Initialize pData to nullptr - that way the optimizer knows that the else-branch will fail if the pointer is never assigned. At least it seems to solve the problem in my test-environment.
Move the pointer assignment in front of the loop (effectively initializing pData with &m_data, which then could also be a reference instead of a pointer (for good measure). This makes sense because pData is needed in all cases so there is no reason to do this inside the loop.
The code is obviously smelly, to say the least, and I'm not trying to "blame" the optimizer for doing this. But I'm asking: What am I doing wrong? The program might be ugly, but it's valid code...
I should add that I'm using VS2012 with C++/CLI and v110_xp-Toolset. Optimization is set to /O2. Please also note that if you really want to reproduce the problem (that's not really the point of this question though) you need to play around with the complexity of the program. This is a very simplified example and the optimizer sometimes doesn't remove the pointer assignment. Hiding &m_data behind a function seems to "help".
EDIT:
Q: How do I know that the compiler is optimizing it to something like the example provided?
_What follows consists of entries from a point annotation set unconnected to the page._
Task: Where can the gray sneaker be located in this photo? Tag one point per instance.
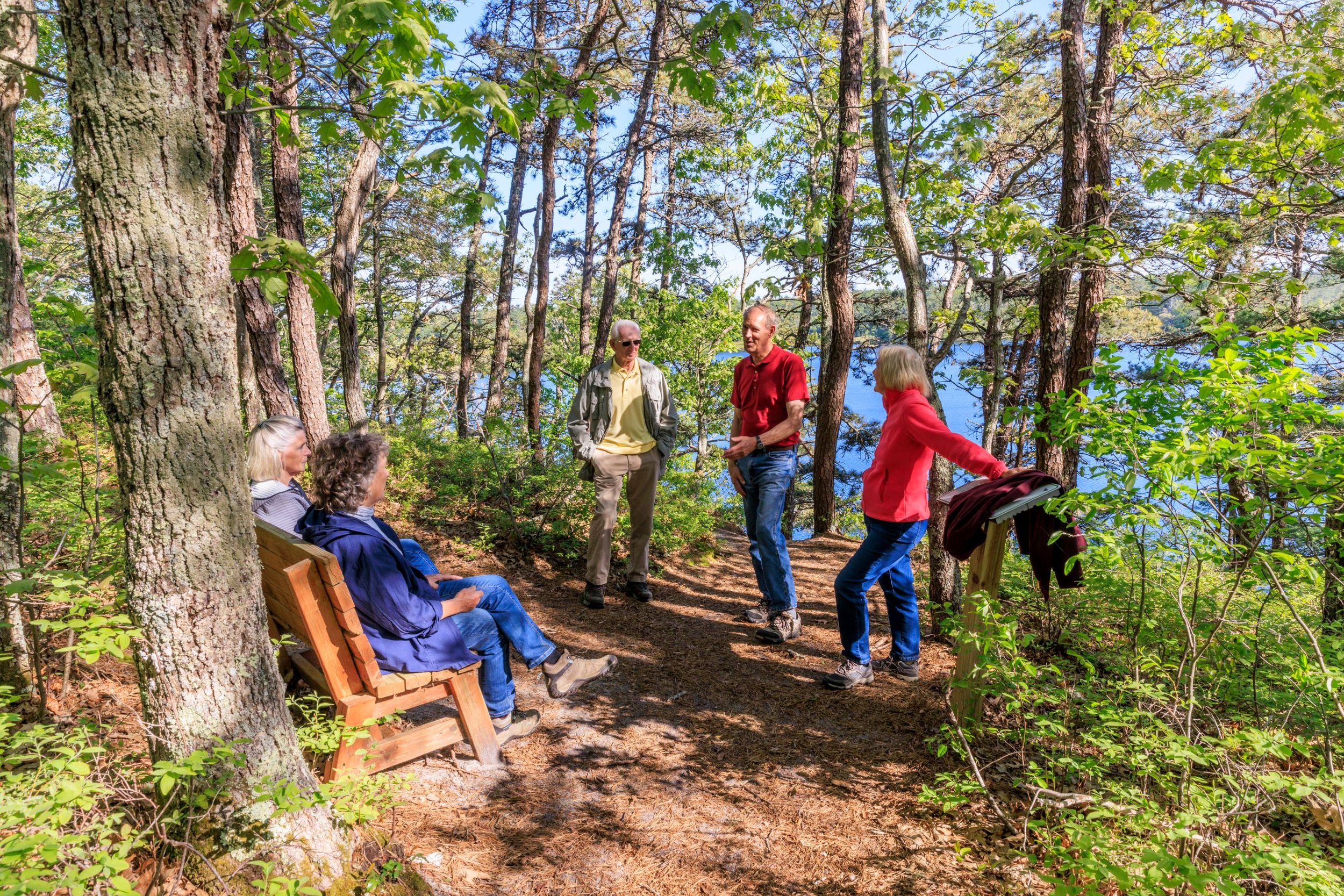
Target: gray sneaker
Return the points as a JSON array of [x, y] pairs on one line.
[[904, 669], [781, 626], [520, 723], [569, 673], [848, 675], [760, 614]]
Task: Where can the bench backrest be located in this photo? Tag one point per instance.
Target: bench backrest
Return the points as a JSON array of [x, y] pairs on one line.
[[307, 594]]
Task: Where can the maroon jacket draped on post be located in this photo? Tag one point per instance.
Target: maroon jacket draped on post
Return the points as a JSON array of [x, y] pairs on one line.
[[971, 511]]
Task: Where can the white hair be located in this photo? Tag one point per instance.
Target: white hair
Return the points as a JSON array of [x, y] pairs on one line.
[[623, 324], [265, 444], [772, 319]]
A: I'm not very good at reading assembler, I have looked at it however and have made 3 observations which make me believe that it's behaving this way:
As soon as optimization kicks in (adding more assignments usually does the trick) the pointer assignment has no associated assembler statement. It also hasn't been moved up to the declaration, so it's really left uninitialized it seems (at least to me).
In cases where the program crashes, the debugger skips the assignment statement. In cases where the program runs without problems, the debugger stops there.
If I watch the content of pData and the content of m_data while debugging, it clearly shows that all assignments in the if-branch have an effect on m_data and m_data receives the correct values. The pointer itself it still pointing to the same uninitialized value it had from the beginning. Therefore I have to assume that it is in fact not using the pointer to make the assignments at all.
Q: Does it have to do anything with i (Loop unrolling)?
A: No, the actual program actually uses do { ... } while() to loop over a SQL SELECT-resultset so the iteration count is completely runtime-specific and cannot be predetermined by the compiler.
It sure looks like an bug to me. It's fine for the optimizer to eliminate the unnecessary redirection, but it should not eliminate the assignment to pData.
Of course, you can work around the problem by assigning to pData before the loop (at least in this simple example). I gather that the problem in your actual code isn't as easily resolved.
I also vote for an optimizer bug if it is really reproducible in this example. To overrule the optimizer you could try to declare pData as volatile.